Simba Chan (Birdlife China) says that Liaodong Bay is actually the entire ‘northern Gulf’ of Bohai Bay; in 2009 recognized as an Important Bird Area (IBA) and was then named Shuangtai (Shuangtaizi) Estuary and Inner Gulf of Liaodong (Chan et al. 2009).
Prof dr. Zhijun Ma (Fudan University) reports that the site is recognized as Laobian-Yingkou coast Nature Reserve and Liaoning Liaohekou National Nature Reserve which is one of China’s top 21 priority wetlands. For details see the paper by Xia and colleagues in Biological Conservation (Xia et al. 2016). Both sites are of high importance (see Map 4).
Also David Melville and colleagues have reported that Gaizhou (at the head of Liaodong Bay) is a previously unknown site that is of international importance for Great Knots and four other shorebird species and two gulls, however it is threatened by development (Melville et al. 2016)!
Chan, S. (Editor-In-Chief), M. Crosby, S. So, W. Dezhi, F. Cheung & H. Fangyuan (2009) Directory of Important Bird Areas in China (Mainland): Key Sites for Conservation. BirdLife International. 231 pp. Available at ChinaBirdNet.
MacKinnon, J., Y.I. Verkuil. & N. Murray (2012) IUCN situation analysis on East and Southeast Asianintertidal habitats, with particular reference to the Yellow Sea (including the Bohai Sea). Occasional Paper of the IUCN Species Survival Commission No. 47. IUCN, Gland, Switzerland and Cambridge, UK. 70 pp. Available at the EAAFP website.

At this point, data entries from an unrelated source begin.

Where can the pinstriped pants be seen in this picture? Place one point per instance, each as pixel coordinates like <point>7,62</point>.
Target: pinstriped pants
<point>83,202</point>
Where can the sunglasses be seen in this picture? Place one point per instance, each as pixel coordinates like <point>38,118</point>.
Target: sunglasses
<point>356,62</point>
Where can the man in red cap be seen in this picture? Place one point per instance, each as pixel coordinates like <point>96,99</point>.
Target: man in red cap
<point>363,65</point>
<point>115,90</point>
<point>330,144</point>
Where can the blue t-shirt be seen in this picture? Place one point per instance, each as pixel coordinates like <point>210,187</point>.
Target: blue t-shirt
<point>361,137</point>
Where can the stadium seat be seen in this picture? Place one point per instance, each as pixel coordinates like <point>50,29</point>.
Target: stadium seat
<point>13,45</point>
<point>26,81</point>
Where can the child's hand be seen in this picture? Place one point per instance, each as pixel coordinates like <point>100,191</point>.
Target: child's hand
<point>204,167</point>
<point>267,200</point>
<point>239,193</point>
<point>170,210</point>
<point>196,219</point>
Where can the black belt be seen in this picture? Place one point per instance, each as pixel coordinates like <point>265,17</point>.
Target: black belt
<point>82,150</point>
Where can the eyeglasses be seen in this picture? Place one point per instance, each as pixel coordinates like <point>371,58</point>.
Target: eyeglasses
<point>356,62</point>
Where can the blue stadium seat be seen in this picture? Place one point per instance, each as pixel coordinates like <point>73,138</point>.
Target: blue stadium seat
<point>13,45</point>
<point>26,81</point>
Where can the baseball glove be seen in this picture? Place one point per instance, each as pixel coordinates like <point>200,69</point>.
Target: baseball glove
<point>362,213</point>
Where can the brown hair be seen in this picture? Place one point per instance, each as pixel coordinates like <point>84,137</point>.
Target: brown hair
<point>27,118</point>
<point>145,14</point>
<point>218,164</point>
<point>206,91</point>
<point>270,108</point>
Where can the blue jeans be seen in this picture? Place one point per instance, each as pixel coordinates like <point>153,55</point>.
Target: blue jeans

Melville, D.S, H.-B. Peng, Y.-C. Chan, Q. Bai, P. He, K. Tan, Y. Chen, S. Zhang & Z. Ma (2016) Gaizhou, Liaodong Bay, Liaoning Province, China – a site of international importance for Great Knot Calidris tenuirostris and other shorebirds. Stilt 69-70: 56-60. Available at Research Gate.
Xia, S., X. Yua, S. Millington, Y. Liua, Y. Jia, L. Wang, X. Hou & L. Jiang (2016) Identifying priority sites and gaps for the conservation of migratory waterbirds in China’s coastal wetlands. Biological Conservation: doi.org/10.1016/j.biocon.2016.07.025.